In the process of directional and horizontal well drilling, cuttings tend to settle and form a bed at the low side of the annulus due to gravity, which decreases the drilling rate and even causes accidents in severe cases. This paper analyzes the performance of a new tool, the vortex cuttings cleaner, which can be effective without rotation of the drillpipe. Based on the computational fluid dynamics (CFD) approach, together with the discrete phase, Euler, and dynamic mesh models, the vortex cuttings cleaner is investigated with respect to the turbine torque, turbine velocity, pressure drop, and cuttings transport in the annulus.
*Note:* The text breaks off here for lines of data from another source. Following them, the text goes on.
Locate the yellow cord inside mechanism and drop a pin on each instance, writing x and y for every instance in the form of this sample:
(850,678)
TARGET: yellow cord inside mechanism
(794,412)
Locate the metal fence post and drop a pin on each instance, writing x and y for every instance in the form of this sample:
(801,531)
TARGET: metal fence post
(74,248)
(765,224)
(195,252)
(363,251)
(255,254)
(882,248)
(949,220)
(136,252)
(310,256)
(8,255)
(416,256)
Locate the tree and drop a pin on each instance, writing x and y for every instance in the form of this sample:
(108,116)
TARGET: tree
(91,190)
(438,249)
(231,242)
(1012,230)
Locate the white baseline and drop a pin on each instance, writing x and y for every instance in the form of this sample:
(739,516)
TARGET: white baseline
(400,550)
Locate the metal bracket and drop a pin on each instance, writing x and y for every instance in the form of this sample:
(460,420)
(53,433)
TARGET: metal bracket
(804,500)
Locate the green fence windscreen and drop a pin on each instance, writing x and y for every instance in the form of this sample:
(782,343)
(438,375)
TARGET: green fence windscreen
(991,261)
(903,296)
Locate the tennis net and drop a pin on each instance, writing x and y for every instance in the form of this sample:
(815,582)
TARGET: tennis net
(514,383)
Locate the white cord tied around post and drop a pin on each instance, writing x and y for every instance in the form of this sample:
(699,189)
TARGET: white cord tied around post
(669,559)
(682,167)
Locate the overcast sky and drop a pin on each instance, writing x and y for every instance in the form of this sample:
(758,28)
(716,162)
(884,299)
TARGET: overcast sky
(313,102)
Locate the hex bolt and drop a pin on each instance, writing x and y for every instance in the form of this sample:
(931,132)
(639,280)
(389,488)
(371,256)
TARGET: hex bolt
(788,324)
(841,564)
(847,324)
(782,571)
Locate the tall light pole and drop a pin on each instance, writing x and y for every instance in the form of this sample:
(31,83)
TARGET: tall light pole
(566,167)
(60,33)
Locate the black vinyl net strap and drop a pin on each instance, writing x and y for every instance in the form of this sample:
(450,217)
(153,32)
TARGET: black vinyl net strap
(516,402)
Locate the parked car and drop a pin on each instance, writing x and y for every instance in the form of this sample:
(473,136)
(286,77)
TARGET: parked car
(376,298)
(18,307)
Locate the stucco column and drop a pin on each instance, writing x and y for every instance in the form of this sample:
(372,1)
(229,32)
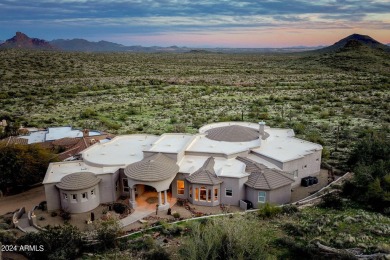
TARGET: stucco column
(165,197)
(132,202)
(159,198)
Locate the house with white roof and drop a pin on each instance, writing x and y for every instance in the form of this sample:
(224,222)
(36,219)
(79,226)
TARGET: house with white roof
(223,164)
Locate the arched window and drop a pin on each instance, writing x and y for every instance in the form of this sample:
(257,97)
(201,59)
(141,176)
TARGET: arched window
(203,194)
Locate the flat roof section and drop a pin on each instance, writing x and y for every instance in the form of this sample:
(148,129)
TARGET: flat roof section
(57,171)
(35,137)
(171,143)
(55,133)
(202,144)
(223,167)
(284,149)
(122,150)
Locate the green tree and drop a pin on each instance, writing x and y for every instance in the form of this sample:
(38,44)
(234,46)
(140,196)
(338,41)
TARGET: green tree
(370,161)
(23,165)
(59,242)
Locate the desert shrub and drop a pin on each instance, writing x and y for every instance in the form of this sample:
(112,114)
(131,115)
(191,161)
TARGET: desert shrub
(158,253)
(241,237)
(107,232)
(268,211)
(59,242)
(23,165)
(289,209)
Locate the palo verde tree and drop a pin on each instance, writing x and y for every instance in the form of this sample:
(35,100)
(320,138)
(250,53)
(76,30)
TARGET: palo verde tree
(370,161)
(23,165)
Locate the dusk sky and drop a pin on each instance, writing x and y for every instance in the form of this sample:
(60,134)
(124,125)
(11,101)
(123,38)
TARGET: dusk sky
(198,23)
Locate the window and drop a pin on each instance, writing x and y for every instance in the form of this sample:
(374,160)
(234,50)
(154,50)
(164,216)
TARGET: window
(261,197)
(203,193)
(125,183)
(84,196)
(228,192)
(180,187)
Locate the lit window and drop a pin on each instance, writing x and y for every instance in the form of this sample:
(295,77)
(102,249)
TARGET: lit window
(203,193)
(229,192)
(261,197)
(125,185)
(180,187)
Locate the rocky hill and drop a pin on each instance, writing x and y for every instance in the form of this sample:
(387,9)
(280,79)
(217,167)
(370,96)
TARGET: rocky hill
(22,41)
(355,40)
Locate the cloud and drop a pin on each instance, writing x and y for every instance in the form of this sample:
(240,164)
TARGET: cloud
(64,18)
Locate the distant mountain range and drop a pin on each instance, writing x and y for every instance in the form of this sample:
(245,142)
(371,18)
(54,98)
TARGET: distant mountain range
(22,41)
(355,41)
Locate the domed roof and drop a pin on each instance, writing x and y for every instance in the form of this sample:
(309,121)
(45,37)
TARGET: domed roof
(78,181)
(157,167)
(233,133)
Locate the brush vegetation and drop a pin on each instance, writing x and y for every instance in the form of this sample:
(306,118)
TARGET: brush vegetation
(329,98)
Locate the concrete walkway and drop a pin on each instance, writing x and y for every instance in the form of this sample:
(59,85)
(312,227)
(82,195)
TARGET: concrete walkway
(137,215)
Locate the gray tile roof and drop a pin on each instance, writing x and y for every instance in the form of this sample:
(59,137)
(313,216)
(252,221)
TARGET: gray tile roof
(205,174)
(78,181)
(156,167)
(264,178)
(233,133)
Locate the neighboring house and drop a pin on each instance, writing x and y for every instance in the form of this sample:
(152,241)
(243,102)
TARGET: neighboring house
(225,163)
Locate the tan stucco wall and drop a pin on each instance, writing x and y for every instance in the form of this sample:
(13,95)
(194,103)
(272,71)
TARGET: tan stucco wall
(311,161)
(52,197)
(80,205)
(237,184)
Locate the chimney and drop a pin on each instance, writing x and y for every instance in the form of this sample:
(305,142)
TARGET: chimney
(261,128)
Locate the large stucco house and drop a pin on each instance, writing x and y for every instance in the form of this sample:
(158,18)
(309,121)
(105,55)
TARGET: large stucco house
(224,163)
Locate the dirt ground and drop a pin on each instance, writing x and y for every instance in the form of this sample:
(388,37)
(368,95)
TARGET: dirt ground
(27,199)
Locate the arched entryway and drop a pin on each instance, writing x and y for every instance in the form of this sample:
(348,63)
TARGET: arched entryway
(147,196)
(156,171)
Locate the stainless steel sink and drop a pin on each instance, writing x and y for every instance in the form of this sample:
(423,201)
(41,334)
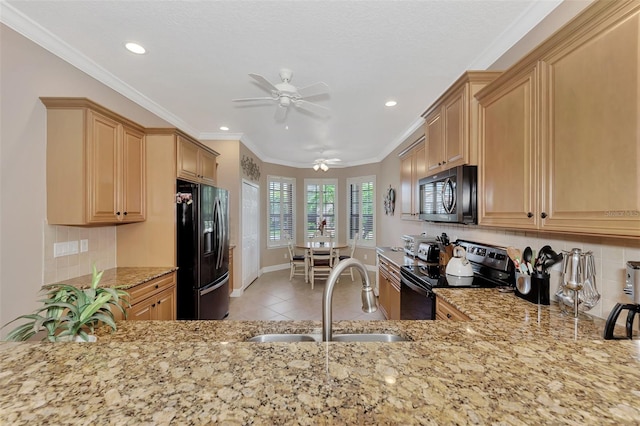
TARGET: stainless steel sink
(355,337)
The working mechanism of the vortex cuttings cleaner is clarified. Finally, field tests are conducted on the tool to evaluate its application in terms of service life, wellbore friction, and rate of penetration (ROP). The results show that the turbine can rotate continuously under hydraulic drive. The turbine torque/velocity and the tool’s pressure drop increase with increasing displacement. The cuttings transport in the annulus is jointly affected by factors such as turbine velocity, fluid velocity, and particle size. A too low or high turbine velocity is unfavorable for cuttings transport. Through the analysis of the number of particles and particle concentration, the optimal velocity is determined to be 125 rev/min. The swirling flow intensity in the annulus flow field increases with the increase in turbine velocity. Field applications suggest a service life longer than 200 hours, a notable decrease in wellbore friction, and an average increase in ROP by more than 20%. This study provides a theoretical basis for the research on wellbore cleaning tools.